I suppose for me, most of the Art I made for a long time was during college. Most of what was at home in sketchbooks I also threw away because I didn't have space to keep it all, but now these are backed up on 4 different hard drives. 4 is perhaps overkill but every few years I buy a new one encase the old ones have stopped working.


So why do I regret throwing it all away? It is because I can't remember it. I don't know if it was any good. I know at the time of making it all I felt like I had talent and it all made me happy. I was happy when I made something. I felt like it would go somewhere if I kept going and I'd get even better. For a long time I made nothing much, just a doodle here and there so I didn't forget how to draw. PTSD effected me for many years, during that time trying the Art Access course to get back into, but it didn't work. I just needed time and therapy. Finally, in 2019 I started to feel better. I had an awesome lecturer at uni called Matt Jones who was so supportive and made me believe in myself and thought I was an artist! We then had a module called Professional Development and a person came into to look at my work and tell me what he thought, and he was an artist. A real artist I thought at the time because he made a living off it and did a lot work seen publicly, wow! Now I think you can be an artist and not make any money off it, but that was what I thought at the time anyway. But this guy took me seriously too and loved my work and I was so happy. That was a big shift. I realised after that, something which hadn't occurred to me was that when I was in school or art college, all my friends knew I was good at art or made art but by 2019 I didn't know any of those people. Everything had moved on and I knew all different people, and none of those people had ever seen my work. There was nothing online, I wasn't sharing anything and there was nothing old to show. I couldn't just make a Facebook or Instagram post saying, 'Look here, I used to draw and make stuff, isn't that cool!'..... But there was nothing to show. This made me sad and made me spiral and doubt myself. I felt like I had a pressure on myself, to prove myself to myself. Well, that didn't feel good either. Then the pandemo came and I couldn't finish my big uni end of 3rd year project, the pinnacle, it would have been beautiful. Well, I did push through and make more art and I've made loads since 2019. So although I regret throwing it all away, it has made me make more, perhaps more than I would have otherwise. I can't be sure, but perhaps it was for the best. 'It is what it is', said my therapist.

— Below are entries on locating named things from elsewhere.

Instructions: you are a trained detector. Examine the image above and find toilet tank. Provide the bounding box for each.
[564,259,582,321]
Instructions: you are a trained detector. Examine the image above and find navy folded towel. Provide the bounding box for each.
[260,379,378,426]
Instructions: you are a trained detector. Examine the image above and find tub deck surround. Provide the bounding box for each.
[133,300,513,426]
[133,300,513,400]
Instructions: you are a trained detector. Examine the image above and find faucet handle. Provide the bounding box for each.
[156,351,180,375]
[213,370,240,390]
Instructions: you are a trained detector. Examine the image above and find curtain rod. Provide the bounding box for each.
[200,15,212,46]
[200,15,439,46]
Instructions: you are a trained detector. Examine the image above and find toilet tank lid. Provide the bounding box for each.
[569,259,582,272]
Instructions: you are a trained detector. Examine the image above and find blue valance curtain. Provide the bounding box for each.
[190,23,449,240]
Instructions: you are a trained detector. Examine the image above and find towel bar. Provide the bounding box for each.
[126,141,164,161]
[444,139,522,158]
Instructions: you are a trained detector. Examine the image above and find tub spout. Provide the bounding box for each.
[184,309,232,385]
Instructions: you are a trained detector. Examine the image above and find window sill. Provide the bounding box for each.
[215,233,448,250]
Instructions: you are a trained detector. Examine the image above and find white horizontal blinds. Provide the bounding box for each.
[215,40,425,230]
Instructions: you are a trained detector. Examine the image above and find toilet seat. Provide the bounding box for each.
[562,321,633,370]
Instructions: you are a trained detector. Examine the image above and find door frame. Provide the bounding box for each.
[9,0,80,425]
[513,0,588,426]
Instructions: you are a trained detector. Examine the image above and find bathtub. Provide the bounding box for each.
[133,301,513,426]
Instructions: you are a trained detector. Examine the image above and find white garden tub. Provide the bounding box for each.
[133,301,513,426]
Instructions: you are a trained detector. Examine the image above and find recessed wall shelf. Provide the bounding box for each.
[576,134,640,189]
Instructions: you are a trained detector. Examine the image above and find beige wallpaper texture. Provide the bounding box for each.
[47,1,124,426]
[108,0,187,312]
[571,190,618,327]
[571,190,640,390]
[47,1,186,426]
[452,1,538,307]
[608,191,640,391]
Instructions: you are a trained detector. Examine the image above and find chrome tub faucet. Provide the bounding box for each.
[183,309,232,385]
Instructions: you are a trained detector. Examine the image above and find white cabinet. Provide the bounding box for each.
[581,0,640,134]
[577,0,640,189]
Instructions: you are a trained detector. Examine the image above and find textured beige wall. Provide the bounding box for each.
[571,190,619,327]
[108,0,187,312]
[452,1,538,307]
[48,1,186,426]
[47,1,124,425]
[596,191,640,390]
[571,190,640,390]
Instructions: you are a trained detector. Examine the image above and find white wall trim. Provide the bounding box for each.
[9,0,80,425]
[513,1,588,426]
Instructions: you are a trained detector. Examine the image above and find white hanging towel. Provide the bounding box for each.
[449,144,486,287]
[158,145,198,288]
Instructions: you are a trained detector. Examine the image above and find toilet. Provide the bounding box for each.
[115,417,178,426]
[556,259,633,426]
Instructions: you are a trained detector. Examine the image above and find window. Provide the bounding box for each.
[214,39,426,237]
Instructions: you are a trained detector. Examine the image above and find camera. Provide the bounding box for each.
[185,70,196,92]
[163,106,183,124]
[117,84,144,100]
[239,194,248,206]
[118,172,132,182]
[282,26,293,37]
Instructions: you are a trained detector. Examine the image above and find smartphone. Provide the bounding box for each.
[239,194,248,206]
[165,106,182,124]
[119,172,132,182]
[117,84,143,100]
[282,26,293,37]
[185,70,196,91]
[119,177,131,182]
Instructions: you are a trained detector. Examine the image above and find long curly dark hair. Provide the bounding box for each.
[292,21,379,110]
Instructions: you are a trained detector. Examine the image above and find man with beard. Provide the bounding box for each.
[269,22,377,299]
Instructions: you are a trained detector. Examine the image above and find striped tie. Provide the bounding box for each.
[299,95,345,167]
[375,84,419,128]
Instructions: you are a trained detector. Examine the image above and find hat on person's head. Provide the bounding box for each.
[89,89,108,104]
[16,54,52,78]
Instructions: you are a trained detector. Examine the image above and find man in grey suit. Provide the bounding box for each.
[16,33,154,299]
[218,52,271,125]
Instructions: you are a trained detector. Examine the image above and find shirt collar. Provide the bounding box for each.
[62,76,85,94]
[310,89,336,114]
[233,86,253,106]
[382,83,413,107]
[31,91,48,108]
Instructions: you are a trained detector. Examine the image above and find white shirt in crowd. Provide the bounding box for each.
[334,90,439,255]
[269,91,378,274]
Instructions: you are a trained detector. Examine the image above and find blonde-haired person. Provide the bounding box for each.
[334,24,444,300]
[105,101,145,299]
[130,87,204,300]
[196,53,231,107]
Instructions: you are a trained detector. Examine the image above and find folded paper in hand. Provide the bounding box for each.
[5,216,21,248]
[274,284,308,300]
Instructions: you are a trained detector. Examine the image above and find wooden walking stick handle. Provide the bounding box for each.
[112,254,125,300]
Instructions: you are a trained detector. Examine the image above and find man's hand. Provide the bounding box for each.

In 2019 I was told I was an artist but it wasn't until I applied for an early career artist's mentorship program (I Fyny with Oriel Myrddin Gallery) in late 2022 that I really believed it. After my life became more stable and peaceful in the 2nd half of last year, I had space and support to grow and become my best me. I suddenly believed I was an artist, I then got accepted onto the mentorship program with a cover letter and show reel, not as a drawer/painter or crafter, but a video maker and community artist. It happened in a way I would never have guessed as a teen.


I'm not going to throw any more away!